Reframing Events

Reframing Events

In a paper exploring how we raise our children at home, discipline their behaviour at school, and manage staff at work, we point out that they all bear an uncanny likeness to how we process people who enter the criminal justice system. The criminal justice system is hugely influential in all our systems of governance and as such is long overdue for a radical overhaul.  The approach to crime is to frame every behaviour as an offence against the State. And in so doing, this framing has responded by structuring all its processes to answer two questions: Who did it?, and What do we have to do to them?  It’s a restrictive way to approach unhelpful behaviour and dramatically limits our capacity to respond appropriately.

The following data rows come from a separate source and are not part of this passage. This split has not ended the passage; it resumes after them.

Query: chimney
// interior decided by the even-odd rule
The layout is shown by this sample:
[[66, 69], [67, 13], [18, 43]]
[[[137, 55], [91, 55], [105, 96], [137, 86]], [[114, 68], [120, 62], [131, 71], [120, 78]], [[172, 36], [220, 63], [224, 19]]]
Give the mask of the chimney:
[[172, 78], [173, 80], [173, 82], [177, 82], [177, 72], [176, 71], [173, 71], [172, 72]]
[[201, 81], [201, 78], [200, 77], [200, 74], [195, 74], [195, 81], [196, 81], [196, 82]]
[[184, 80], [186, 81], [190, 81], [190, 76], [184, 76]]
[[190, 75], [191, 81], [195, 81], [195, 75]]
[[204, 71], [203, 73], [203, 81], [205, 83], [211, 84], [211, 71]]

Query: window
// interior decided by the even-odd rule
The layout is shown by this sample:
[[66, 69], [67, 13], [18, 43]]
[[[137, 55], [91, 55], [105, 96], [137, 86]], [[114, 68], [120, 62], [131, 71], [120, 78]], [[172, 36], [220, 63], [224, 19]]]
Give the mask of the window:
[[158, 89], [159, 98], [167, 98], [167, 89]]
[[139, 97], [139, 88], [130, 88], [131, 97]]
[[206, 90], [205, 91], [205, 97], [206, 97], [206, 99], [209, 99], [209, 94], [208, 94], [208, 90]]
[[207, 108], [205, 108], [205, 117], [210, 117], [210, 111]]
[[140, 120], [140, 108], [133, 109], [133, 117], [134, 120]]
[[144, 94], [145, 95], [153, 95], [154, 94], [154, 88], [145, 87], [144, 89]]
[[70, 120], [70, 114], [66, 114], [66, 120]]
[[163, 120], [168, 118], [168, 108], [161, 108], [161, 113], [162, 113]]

At ProActive we recognised those limitations and have long advocated for different approaches to prevent and respond to unhelpful behaviour, not only in criminal justice systems, but also in the way we parent, the way we lead and manage in the workplace, and the way we govern in the community.

Looking for the conditions that make for healthy families, psychologically safe workplaces, and species friendly environments requires different sets of questions that often don’t seem obvious. At ProActive we’re continually looking for opportunities to see things differently in the hope that this will lead to a more informed understanding and a willingness to experiment.

Examples:

An example is how we frame conflict. Unlike most systems of governance, we frame conflict as being primarily about systems of relationships and understand conflict in organisations as an internally generated threat to organisational resilience.

Resilience is another example. It is generally understood as being able to bounce back intact from a threat or harm. We prefer to frame it as a way of bouncing forward. If we frame it as bouncing back, it only describes resilience in an unchanging world, an unchanging environment. Surviving and thriving in the Anthropocene (be it in response to climate change or cyber crime) is a shining example that requires a bounce-forward resilience.

At ProActive, we specialise in helping organisations reframe how they understand and approach these new and emerging harms.